My understanding of warp (https://docs.nvidia.com/cuda/cuda-programming-guide/01-intro...) is that you are essentially paying the cost of taking both the branches.

I understand with newer GPUs, you have clever partitioning / pipelining in such a way block A takes branch A vs block B that takes branch B with sync/barrier essentially relying on some smart 'oracle' to schedule these in a way that still fits in the SIMT model.

It still doesn't feel Turing complete to me. Is there an nvidia doc you can refer me to?

▲

rowanG077 an hour ago | parent [-]

That applies inside a single warp, notice the wording:

> In SIMT, all threads in the warp are executing the same kernel code, but each thread may follow different branches through the code.
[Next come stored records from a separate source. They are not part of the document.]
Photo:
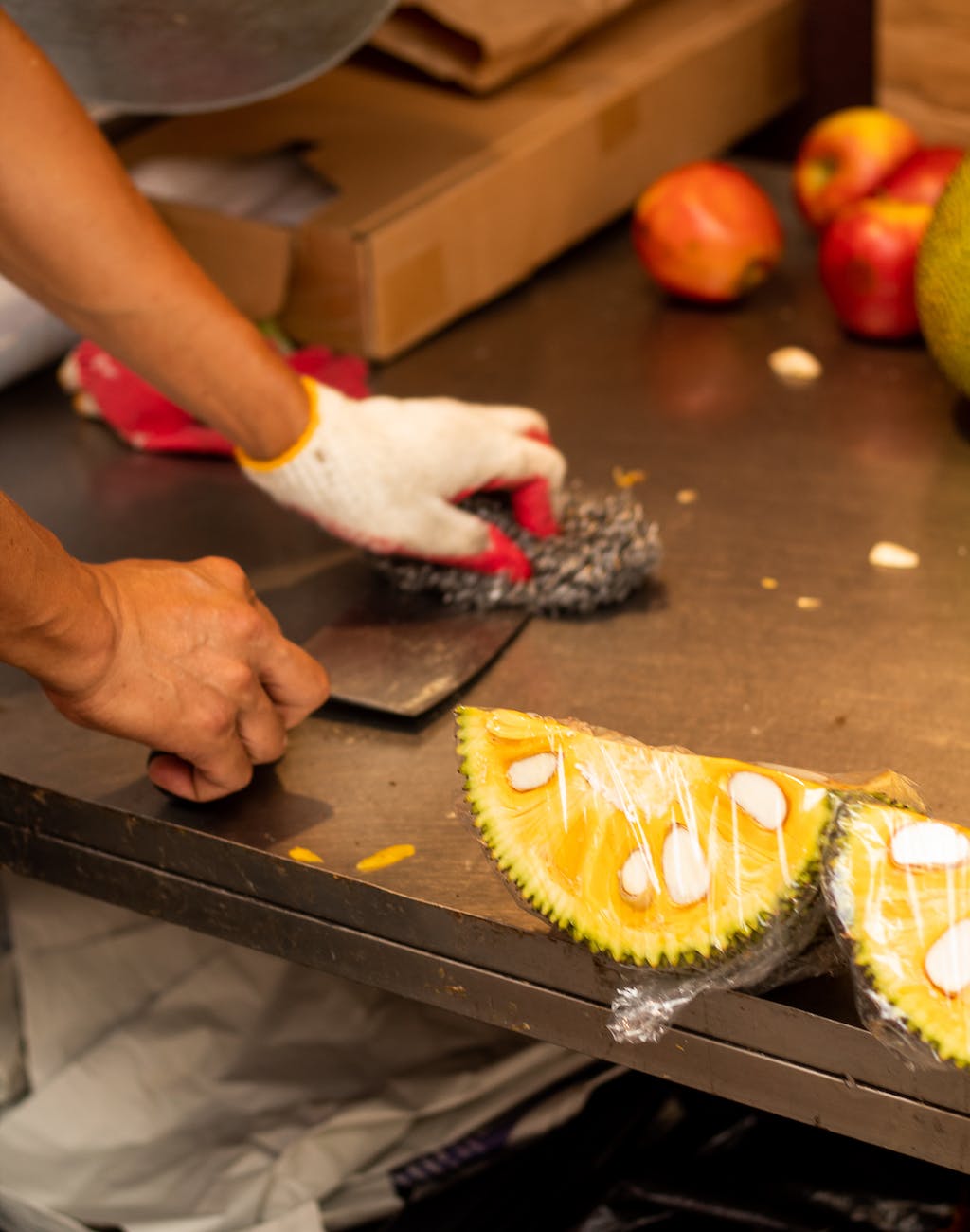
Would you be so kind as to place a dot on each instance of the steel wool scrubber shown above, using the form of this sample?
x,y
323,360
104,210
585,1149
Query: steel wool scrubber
x,y
606,551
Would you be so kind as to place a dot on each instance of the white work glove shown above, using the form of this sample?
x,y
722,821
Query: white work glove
x,y
386,473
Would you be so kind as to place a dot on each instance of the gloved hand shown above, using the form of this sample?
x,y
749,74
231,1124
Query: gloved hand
x,y
386,473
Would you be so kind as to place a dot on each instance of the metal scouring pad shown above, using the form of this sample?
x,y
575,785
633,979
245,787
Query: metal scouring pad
x,y
606,551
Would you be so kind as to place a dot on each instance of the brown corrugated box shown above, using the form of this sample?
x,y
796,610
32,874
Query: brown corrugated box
x,y
443,201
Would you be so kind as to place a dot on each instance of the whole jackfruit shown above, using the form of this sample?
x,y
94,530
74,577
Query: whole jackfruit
x,y
943,280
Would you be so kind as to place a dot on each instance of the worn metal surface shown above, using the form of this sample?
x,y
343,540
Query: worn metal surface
x,y
790,484
386,649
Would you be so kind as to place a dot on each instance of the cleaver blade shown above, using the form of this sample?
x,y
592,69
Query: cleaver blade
x,y
383,648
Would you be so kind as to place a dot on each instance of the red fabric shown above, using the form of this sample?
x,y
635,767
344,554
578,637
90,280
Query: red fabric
x,y
147,420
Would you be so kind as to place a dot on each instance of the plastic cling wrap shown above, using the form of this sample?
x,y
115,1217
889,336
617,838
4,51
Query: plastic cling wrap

That is, though all threads of the program execute the same code, threads do not need to follow the same execution path.

This doesn't say anything about dependencies of multiple warps.

	▲	textlapse an hour ago \| parent [-]
		It's definitely possible, I am not arguing against that. I am just saying it's not as flexible/cost-free as you would on a 'normal' von Neumann-style CPU. I would love to see Rust-based code that obviates the need to write CUDA kernels (including compiling to different architectures). It feels icky to use/introduce things like async/await in the context of a GPU programming model which is very different from a traditional Rust programming model. You still have to worry about different architectures and the streaming nature at the end of the day. I am very interested in this topic, so I am curious to learn how the latest GPUs help manage this divergence problem.